Remove CPDF_Parser::GetSyntax()

Move some code into CPDF_Parser so that it need not expose an unowned
reference to its syntax parser. This code probably belonged in
CPDF_Parser in the first place, since it is mutating an object
owned by the parser.

Change-Id: I7354059a537660fdd7ad57ef5452f46d83153d4b
Reviewed-on: https://pdfium-review.googlesource.com/c/pdfium/+/99311
Reviewed-by: Lei Zhang <thestig@chromium.org>
Commit-Queue: Tom Sepez <tsepez@chromium.org>
diff --git a/core/fpdfapi/edit/cpdf_creator.cpp b/core/fpdfapi/edit/cpdf_creator.cpp
index ab1dfeb..5bd35fe 100644
--- a/core/fpdfapi/edit/cpdf_creator.cpp
+++ b/core/fpdfapi/edit/cpdf_creator.cpp
@@ -21,7 +21,6 @@
 #include "core/fpdfapi/parser/cpdf_parser.h"

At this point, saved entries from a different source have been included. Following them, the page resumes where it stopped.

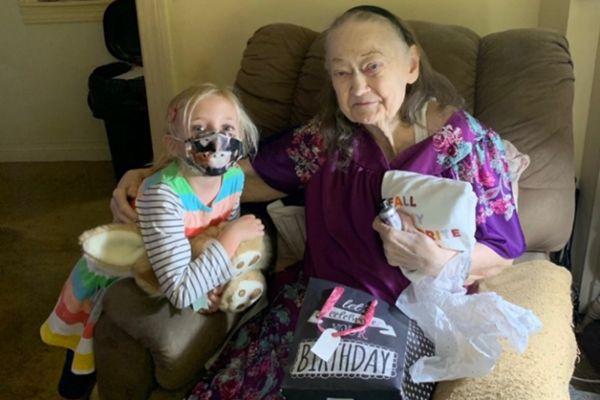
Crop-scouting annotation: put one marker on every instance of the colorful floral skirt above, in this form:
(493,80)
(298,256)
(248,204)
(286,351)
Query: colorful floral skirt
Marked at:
(251,366)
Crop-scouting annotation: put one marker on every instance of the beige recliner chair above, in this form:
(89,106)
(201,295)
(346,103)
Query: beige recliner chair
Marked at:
(519,82)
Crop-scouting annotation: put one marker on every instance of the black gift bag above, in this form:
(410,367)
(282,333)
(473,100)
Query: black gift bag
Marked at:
(371,363)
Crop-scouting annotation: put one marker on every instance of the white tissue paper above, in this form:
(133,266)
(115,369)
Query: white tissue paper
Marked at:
(465,329)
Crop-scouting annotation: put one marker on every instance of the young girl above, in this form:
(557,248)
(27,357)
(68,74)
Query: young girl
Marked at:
(199,186)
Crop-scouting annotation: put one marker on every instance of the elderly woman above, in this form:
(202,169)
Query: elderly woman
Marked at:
(388,110)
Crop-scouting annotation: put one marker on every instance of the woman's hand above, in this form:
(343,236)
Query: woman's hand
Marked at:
(411,249)
(214,299)
(126,190)
(247,227)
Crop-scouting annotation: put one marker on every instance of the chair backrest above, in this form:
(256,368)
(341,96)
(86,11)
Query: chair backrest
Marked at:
(518,82)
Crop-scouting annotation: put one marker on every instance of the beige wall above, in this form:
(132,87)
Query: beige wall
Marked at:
(583,32)
(43,82)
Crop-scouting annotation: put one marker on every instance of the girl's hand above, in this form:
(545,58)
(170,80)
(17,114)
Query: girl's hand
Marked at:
(214,299)
(246,227)
(411,249)
(127,189)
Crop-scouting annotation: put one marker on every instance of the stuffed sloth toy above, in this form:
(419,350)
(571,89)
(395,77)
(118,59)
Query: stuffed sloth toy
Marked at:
(118,250)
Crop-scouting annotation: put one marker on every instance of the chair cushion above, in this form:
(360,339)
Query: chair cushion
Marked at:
(538,373)
(180,341)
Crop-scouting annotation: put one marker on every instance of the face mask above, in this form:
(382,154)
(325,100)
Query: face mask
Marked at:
(213,153)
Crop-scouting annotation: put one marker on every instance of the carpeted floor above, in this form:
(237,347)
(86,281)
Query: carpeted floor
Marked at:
(44,207)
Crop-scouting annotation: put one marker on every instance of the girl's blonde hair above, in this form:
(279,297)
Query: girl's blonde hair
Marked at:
(179,113)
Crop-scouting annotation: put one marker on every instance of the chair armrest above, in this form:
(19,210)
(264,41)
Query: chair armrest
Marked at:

 #include "core/fpdfapi/parser/cpdf_security_handler.h"
 #include "core/fpdfapi/parser/cpdf_string.h"
-#include "core/fpdfapi/parser/cpdf_syntax_parser.h"
 #include "core/fpdfapi/parser/fpdf_parser_utility.h"
 #include "core/fxcrt/data_vector.h"
 #include "core/fxcrt/fx_extension.h"
@@ -235,26 +234,14 @@
       }
       m_iStage = Stage::kInitWriteObjs20;
     } else {
-      m_SavedOffset = m_pParser->GetSyntax()->GetDocumentSize();
+      m_SavedOffset = m_pParser->GetDocumentSize();
       m_iStage = Stage::kWriteIncremental15;
     }
   }
   if (m_iStage == Stage::kWriteIncremental15) {
     if (m_IsOriginal && m_SavedOffset > 0) {
-      static constexpr FX_FILESIZE kBufferSize = 4096;
-      DataVector<uint8_t> buffer(kBufferSize);
-      FX_FILESIZE src_size = m_SavedOffset;
-      m_pParser->GetSyntax()->SetPos(0);
-      while (src_size) {
-        const uint32_t block_size =
-            static_cast<uint32_t>(std::min(kBufferSize, src_size));
-        if (!m_pParser->GetSyntax()->ReadBlock(buffer.data(), block_size))
-          return Stage::kInvalid;
-        if (!m_Archive->WriteBlock(buffer.data(), block_size))
-          return Stage::kInvalid;
-
-        src_size -= block_size;
-      }
+      if (!m_pParser->WriteToArchive(m_Archive.get(), m_SavedOffset))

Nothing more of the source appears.